Update: 2019-11-22 17:32 Source: LUFTMY
Heart disease, lung disease, stroke and increased mortality have been clearly linked to air quality, particularly particulate matter concentrations (PM 2.5) and other standard pollutants.The World Health Organization (who) estimates that outdoor air pollution causes about 4.2 million premature deaths every year.It is estimated that more than 90% of the world's population lives in places where the air pollution level exceeds the WHO standard.
These statistics increase investment in air monitoring and mitigation plans.The machines the government now uses for air quality monitoring cost thousands of dollars to buy, not to mention trained resources to maintain and record data output.Fortunately, with the development of technology, more and more low-cost sensors are available in the market.
There are low-cost sensors for monitoring the air quality of individuals, households, businesses and communities. Although a single sensor can only monitor one pollutant, there are also sensors for particulate matter, nitrogen dioxide, ozone, carbon monoxide and volatile organic compounds (VOCs).
It is expected that in the future, air quality data will come from various sources, not just from government monitoring.The advantage of this is that you can use big data to track a wide range of trends and perform other complex analyses.However, the data quality of low-cost sensors varies greatly.The validity and accuracy of many low-cost sensors are unknown because they do not currently meet any national standards.

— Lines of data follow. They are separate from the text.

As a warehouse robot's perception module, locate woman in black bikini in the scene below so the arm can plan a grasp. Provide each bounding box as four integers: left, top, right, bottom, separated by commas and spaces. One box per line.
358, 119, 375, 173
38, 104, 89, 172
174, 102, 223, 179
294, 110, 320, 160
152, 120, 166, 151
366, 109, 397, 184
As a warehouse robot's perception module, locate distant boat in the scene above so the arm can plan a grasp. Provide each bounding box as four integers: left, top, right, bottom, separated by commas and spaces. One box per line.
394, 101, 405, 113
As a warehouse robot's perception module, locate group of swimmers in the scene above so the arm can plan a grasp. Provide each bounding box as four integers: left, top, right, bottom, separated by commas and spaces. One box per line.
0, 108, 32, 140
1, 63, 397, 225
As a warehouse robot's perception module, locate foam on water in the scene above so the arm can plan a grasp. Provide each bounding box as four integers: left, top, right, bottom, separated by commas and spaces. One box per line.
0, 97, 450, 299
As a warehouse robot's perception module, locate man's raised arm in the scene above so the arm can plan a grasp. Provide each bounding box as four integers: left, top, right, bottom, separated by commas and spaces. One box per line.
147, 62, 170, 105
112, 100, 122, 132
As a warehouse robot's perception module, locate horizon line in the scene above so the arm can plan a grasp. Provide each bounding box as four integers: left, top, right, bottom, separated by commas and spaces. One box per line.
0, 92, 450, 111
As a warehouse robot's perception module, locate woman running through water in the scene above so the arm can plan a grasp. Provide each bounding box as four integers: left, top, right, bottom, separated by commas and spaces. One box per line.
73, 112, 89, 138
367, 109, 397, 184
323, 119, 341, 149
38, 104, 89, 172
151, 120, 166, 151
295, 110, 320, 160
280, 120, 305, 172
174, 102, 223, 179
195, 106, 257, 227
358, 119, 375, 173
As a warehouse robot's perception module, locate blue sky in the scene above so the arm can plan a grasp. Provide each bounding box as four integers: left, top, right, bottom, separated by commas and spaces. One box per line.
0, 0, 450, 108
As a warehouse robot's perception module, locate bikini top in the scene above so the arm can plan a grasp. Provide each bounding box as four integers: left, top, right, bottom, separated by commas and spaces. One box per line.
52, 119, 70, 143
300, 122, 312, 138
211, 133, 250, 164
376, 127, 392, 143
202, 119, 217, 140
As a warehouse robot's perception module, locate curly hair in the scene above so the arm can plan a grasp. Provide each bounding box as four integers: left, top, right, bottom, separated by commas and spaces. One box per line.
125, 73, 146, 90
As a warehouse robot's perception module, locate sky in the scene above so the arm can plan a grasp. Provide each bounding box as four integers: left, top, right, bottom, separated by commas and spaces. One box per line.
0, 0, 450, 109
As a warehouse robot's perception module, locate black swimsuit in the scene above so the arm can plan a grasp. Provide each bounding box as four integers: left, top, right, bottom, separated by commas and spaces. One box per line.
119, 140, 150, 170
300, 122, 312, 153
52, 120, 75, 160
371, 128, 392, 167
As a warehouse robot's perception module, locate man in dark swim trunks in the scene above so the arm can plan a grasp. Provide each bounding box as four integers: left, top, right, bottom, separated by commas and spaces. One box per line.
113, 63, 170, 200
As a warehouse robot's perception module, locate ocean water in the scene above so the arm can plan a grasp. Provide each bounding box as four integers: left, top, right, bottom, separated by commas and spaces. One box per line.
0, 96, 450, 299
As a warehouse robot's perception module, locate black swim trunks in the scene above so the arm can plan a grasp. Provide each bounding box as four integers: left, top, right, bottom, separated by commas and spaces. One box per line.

Data from low-cost sensors face two challenges, the first is accuracy, and the second is the ability of users to interpret data. A person without an air quality background can read the number, but without context, it's hard to understand what it means, whether it's good or bad, or what other potential factors exist.
The performance of any air quality sensor will be affected by weather conditions, such as heat, humidity and extreme cold, which will affect data quality.Sensor drift is also a well-known phenomenon, which can be adjusted and corrected by regular calibration.Some of the new low-cost sensors cannot be calibrated and are actually disposable, with recommended expiration dates.
In fact, low-cost air quality sensors and high-precision, adjustable sensors have a place in the future air monitoring.Both have positive and negative relationships, but they play an increasingly important role in our joint efforts to ensure that all people can breathe air safely.